I moved to Australia seven years ago from Aotearoa New Zealand. I’m pleased that old friends remember me despite the Tasman sea (Te Tai-o-Rēhua) between us (a so called “marginal sea” of the Pacific Ocean (Te Moana-nui-a-Kiwa). I was chuffed to accept the invitation from Asians Supporting Tino Rangatiratanga to be on a panel: Conversations on Tangata Whenua and Asian solidarity with Tze Ming Mok, Aaryn Hulme-Niuapu, Sue Gee, Arama Rata, me and Sina Brown-Davis.
This session will be an exploration of the experiences of tangata whenua and Asian activists who are working toward decolonisation and how we can strengthen cross-cultural solidarity against colonialism and racism. We will reflect on learnings of the past and imagine ways that we can move forward together to a just future.
As part of a phenomenal four day program in the fifth Social Movements, Resistance, and Social Change Conference: Activating Collectivity: Aroha and Power hosted online and in Te Whanganui-a-Tara (Wellington).
It engages with the ongoing question of how we honour Indigenous knowledges, learn from the spirit and tikanga animating struggles, and work in genuine togetherness for the deep structural change that our planet and people urgently need. This year’s theme also provides space for responding to social issues and movements as they continue to unfold around us. In response to the Black Lives Matter movement, for instance, ‘Activating Collectivity: Aroha and Power’ also engages with questions of how we situate ourselves as allies and accomplices, confront racism within and between our communities, and expand our networks and solidarities. Our theme asks how our imaginings of collectivity, aroha, and power have been activated and constrained, and how we can extend them as a basis for liberation.
One of the questions we engaged in as a panel was about our entry point into this kaupapa of Tangata Whenua and Asian solidarity. This took me down memory lane. It began with helping fund raise for the Hoani Waititi Marae in the late seventies when my family moved to West Auckland from Nairobi, Kenya.

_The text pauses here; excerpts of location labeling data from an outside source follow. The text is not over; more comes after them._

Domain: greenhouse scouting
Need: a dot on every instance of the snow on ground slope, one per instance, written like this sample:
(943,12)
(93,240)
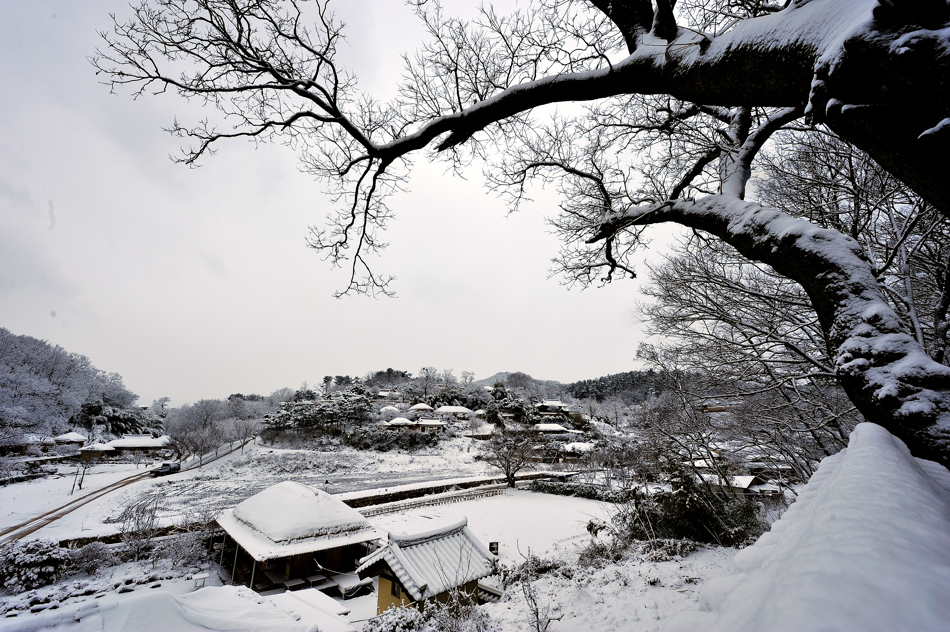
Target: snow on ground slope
(21,501)
(865,547)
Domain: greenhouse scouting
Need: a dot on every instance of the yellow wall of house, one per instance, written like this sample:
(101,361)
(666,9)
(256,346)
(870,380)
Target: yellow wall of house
(385,598)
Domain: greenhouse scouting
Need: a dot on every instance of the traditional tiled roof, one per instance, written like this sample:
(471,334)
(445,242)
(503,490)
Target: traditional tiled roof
(138,441)
(429,563)
(289,518)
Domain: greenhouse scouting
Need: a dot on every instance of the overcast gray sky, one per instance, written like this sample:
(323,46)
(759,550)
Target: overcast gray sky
(196,283)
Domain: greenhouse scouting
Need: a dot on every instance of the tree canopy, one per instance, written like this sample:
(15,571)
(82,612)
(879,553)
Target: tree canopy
(679,103)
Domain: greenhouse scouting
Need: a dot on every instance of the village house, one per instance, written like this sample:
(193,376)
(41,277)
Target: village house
(70,438)
(454,412)
(552,429)
(291,536)
(432,566)
(420,425)
(139,444)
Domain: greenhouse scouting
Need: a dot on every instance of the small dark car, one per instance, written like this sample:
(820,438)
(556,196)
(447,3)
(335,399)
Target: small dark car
(166,468)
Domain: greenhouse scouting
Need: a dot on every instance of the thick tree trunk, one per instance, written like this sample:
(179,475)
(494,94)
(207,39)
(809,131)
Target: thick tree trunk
(879,76)
(880,365)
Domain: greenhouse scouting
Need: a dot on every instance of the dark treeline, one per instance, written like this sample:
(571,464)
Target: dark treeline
(632,386)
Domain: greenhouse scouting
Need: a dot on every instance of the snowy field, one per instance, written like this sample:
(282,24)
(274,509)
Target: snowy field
(22,501)
(227,481)
(632,596)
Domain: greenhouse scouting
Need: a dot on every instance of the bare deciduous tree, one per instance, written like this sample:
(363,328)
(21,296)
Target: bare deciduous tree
(730,77)
(510,451)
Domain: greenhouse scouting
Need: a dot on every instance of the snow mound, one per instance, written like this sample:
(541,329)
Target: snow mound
(865,547)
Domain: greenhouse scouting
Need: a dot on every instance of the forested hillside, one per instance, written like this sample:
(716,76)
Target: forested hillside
(632,386)
(45,389)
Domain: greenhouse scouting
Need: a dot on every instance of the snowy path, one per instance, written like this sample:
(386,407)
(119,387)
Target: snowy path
(37,522)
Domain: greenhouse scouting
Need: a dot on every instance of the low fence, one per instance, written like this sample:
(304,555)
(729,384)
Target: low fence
(474,494)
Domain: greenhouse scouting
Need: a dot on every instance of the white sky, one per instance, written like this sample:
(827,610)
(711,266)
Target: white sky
(197,283)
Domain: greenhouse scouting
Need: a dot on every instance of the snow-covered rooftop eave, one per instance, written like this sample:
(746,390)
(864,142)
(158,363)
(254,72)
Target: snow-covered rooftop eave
(262,548)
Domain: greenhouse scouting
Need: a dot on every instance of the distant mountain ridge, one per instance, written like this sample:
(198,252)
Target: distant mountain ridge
(503,377)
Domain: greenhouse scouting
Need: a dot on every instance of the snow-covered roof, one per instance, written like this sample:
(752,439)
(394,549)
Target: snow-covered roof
(578,447)
(289,518)
(313,605)
(213,608)
(431,562)
(737,482)
(70,437)
(139,441)
(96,447)
(453,410)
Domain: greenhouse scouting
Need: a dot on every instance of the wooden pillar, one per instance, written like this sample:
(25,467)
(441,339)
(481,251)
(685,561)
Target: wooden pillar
(237,547)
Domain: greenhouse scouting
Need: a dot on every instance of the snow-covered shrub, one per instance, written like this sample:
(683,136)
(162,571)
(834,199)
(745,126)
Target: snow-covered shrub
(532,568)
(181,549)
(396,620)
(29,564)
(691,510)
(90,558)
(386,440)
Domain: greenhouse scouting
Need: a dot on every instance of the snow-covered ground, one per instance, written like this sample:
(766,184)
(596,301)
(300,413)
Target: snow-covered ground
(866,547)
(22,501)
(226,482)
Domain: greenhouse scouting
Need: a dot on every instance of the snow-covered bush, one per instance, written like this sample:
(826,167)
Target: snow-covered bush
(691,510)
(396,620)
(386,440)
(583,490)
(29,564)
(90,558)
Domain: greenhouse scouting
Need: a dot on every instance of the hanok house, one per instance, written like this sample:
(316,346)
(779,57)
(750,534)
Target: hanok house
(95,451)
(291,536)
(428,567)
(70,439)
(144,444)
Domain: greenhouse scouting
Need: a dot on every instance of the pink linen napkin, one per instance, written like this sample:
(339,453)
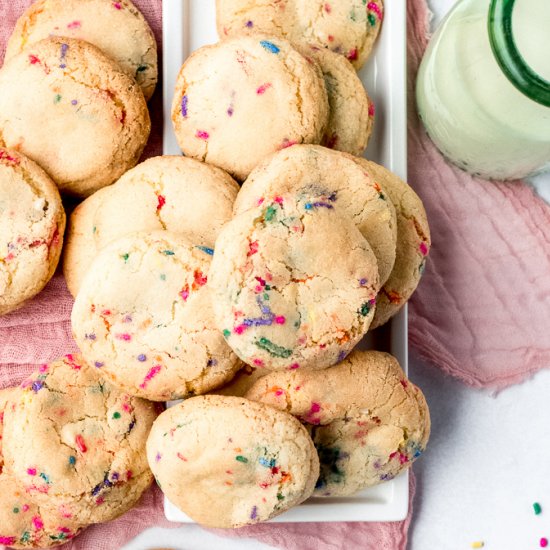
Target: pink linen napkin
(40,332)
(481,312)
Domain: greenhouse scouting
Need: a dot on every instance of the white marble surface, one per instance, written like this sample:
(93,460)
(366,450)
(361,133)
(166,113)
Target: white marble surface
(487,462)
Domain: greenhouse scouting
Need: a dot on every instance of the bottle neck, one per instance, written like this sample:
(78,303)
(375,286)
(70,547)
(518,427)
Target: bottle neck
(510,60)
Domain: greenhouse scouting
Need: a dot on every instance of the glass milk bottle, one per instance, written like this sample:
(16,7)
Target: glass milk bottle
(483,90)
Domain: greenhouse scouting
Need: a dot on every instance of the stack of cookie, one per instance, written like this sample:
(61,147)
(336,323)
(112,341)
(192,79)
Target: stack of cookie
(73,92)
(247,302)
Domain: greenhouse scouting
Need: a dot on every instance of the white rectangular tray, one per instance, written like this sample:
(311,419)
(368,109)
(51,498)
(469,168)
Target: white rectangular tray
(190,24)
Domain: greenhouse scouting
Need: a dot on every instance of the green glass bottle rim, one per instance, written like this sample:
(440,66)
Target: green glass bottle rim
(510,60)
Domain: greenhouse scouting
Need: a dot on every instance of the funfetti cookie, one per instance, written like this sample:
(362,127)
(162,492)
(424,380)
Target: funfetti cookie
(80,247)
(413,242)
(294,284)
(244,98)
(347,27)
(32,223)
(144,316)
(229,462)
(76,444)
(116,28)
(5,396)
(175,193)
(25,524)
(368,422)
(351,115)
(334,181)
(72,110)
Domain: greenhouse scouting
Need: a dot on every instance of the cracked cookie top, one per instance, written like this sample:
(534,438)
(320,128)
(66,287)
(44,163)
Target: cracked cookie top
(413,242)
(244,98)
(351,116)
(72,110)
(294,283)
(319,174)
(368,422)
(32,222)
(75,444)
(25,524)
(144,316)
(175,193)
(118,29)
(347,27)
(229,462)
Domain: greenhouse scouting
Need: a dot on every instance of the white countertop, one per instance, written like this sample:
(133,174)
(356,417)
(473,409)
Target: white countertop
(487,462)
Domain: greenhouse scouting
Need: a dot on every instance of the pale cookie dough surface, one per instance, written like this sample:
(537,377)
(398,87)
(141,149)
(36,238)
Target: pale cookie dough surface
(80,248)
(76,444)
(413,243)
(242,382)
(72,110)
(32,223)
(24,524)
(117,28)
(175,193)
(347,27)
(333,179)
(351,111)
(368,422)
(229,462)
(144,314)
(294,284)
(244,98)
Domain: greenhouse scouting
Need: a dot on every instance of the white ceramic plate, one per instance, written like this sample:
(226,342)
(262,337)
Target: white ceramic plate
(190,24)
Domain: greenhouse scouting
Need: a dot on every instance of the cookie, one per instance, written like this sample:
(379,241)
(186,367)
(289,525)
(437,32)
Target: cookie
(294,284)
(72,110)
(351,115)
(229,462)
(333,180)
(80,247)
(347,27)
(24,524)
(242,382)
(32,223)
(244,98)
(368,422)
(118,29)
(413,243)
(5,397)
(176,193)
(144,316)
(76,444)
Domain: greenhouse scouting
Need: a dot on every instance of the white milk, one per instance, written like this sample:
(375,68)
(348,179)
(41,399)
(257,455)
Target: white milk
(471,111)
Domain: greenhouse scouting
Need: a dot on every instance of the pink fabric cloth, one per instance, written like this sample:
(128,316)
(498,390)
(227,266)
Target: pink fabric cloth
(40,332)
(481,311)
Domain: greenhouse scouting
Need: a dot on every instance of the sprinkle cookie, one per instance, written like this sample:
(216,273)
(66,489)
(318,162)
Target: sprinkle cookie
(229,462)
(413,243)
(24,524)
(116,28)
(175,193)
(368,422)
(261,97)
(144,316)
(351,111)
(281,299)
(347,27)
(80,247)
(72,110)
(334,181)
(5,396)
(242,382)
(76,444)
(32,223)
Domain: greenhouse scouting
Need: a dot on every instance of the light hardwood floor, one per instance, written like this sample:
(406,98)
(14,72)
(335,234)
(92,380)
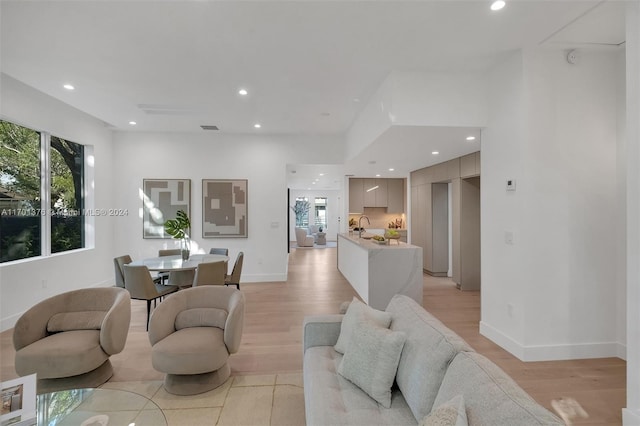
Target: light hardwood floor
(273,334)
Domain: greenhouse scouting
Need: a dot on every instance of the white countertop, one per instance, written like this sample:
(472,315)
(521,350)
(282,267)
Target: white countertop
(370,244)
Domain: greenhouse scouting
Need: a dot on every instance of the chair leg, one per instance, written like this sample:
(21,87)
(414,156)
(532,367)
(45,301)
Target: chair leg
(148,312)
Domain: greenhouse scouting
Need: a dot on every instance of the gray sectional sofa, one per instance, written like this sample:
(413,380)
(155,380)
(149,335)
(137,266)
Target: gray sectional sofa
(435,366)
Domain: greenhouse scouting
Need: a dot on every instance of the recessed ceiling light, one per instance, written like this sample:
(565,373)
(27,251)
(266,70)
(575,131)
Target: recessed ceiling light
(497,5)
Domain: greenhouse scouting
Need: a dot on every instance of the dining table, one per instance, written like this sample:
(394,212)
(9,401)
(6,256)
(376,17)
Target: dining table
(176,263)
(182,271)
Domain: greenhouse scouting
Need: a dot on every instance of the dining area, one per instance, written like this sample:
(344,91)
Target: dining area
(152,279)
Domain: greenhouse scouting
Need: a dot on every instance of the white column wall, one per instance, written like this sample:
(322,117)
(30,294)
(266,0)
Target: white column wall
(631,414)
(196,156)
(502,265)
(553,293)
(26,282)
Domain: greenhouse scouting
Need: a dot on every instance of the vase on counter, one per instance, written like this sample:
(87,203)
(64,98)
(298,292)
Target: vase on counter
(185,247)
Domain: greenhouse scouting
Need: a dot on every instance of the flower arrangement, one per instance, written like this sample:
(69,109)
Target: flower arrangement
(178,228)
(301,208)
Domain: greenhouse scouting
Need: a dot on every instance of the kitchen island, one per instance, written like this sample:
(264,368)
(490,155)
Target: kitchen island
(379,271)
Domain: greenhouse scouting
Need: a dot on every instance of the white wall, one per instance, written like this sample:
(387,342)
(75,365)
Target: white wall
(196,156)
(334,210)
(553,128)
(439,99)
(502,301)
(24,283)
(631,414)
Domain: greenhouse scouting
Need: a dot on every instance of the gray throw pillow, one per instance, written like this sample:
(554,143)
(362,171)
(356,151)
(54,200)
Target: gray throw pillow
(451,413)
(355,312)
(371,360)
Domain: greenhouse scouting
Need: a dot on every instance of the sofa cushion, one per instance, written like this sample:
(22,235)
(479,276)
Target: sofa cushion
(201,317)
(451,413)
(62,354)
(330,399)
(491,396)
(191,350)
(429,348)
(371,360)
(355,312)
(82,320)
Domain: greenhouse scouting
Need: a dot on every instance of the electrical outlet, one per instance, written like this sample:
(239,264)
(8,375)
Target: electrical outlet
(508,238)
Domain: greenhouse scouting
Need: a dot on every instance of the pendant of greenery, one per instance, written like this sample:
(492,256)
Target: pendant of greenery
(179,226)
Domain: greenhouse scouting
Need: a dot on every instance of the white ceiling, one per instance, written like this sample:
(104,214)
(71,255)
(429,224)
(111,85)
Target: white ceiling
(309,66)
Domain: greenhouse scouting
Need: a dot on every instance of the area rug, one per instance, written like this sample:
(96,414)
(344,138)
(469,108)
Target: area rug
(274,399)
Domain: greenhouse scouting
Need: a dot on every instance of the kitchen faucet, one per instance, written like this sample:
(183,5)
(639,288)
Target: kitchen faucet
(360,225)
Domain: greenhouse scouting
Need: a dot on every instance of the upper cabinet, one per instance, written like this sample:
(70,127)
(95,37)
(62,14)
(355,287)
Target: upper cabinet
(369,192)
(356,195)
(395,195)
(375,192)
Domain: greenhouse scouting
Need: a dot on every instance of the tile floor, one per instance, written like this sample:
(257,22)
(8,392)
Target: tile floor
(272,399)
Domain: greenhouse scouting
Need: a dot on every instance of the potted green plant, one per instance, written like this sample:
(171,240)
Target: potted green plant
(300,209)
(178,228)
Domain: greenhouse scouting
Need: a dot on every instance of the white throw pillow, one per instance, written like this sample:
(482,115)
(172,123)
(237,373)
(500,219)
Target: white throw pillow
(371,360)
(451,413)
(355,312)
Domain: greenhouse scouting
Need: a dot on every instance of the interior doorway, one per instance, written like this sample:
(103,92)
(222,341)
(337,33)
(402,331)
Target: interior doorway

Most of my experiences with tangata whenua were through Pākehā institutions. In the eighties when I was doing my nursing education at AUT, I joined a trip to the Ureweras and enjoyed regular noho marae at Hato Petera school for boys, across the road from the Akoranga campus. However, most of my experiences didn’t really help me make sense of my place in the colonial sandwich (Avtar Brah). It’s only when I started reading Xicana feminism like This Bridge called my back, Black feminists like Audre Lorde and bell hooks, that I started developing a vocabulary for my own experiences. Thank goodness for theory. In 2004 I set up the Aotearoa Ethnic Network email list and then a journal with the brilliant artistic and design talents of Andy Williamson as a way of problematising the unique to New Zealand term to describe people who are neither Maori, Pākehā or Tangata Pasifika. As Tze Ming quipped in the webinar “before we had a group for ethnics”. From this network, we also developed a journal and you can see some of the covers from the issues below. I’m going to revamp my website soon so will share the archive and contents in full.
Back in the day (2012) Philipa K Smith used a case study from AEN in her PhD and a subsequent publication: New Zealanders on the Net: Discourses of National Identities in Cyberspace. Smith used a discourse-historical approach of critical discourse analysis, emphasising the role of power and ideology in the construction of identities.
I also helped develop the Tangata Tiriti interactive workbook in 2006 which has accurate information about the Treaty of Waitangi in plain English for migrants. I’ve also written an essay for Tangatawhenua.com for the Are we there yet? series, a prelude to the election in November 2011, with a focus on the ‘wish list’ of Generation Xers; their hopes, dreams, aspirations and vision for New Zealand society. I wrote:
I began this piece by talking about my family’s welcome to New Zealand through consumer capitalism at Foodtown. On reflection, the supermarket is an apt metaphor for migration, both for the visibility and promise of its products and for the invisibility of its processes. Neoliberal narratives of individualism and ‘choice’ render invisible both the dispossession of the local and Indigenous and the economic imbalance necessary for the movement of goods and people to the West in order for capitalism to flourish. Yet if these two aspects of migration were made visible, in the same way that more ethical consumptive practices are becoming a feature of contemporary life then other kinds of relationships might be made possible. In the case of ethnic communities, direct negotiation with Maori for a space where Indigenous Maori claims for tino rangatiratanga, sovereignty and authority are supported while the mana of newcomers to Aotearoa is upheld hold promise.
Thanks friends Menghzu Fu and Kirsty the chance to do some walking down memory lane and also to consider what kind of future I might be able to contribute to both in Aotearoa where my family still live and here on the unceded lands of the people of the Kulin Nation.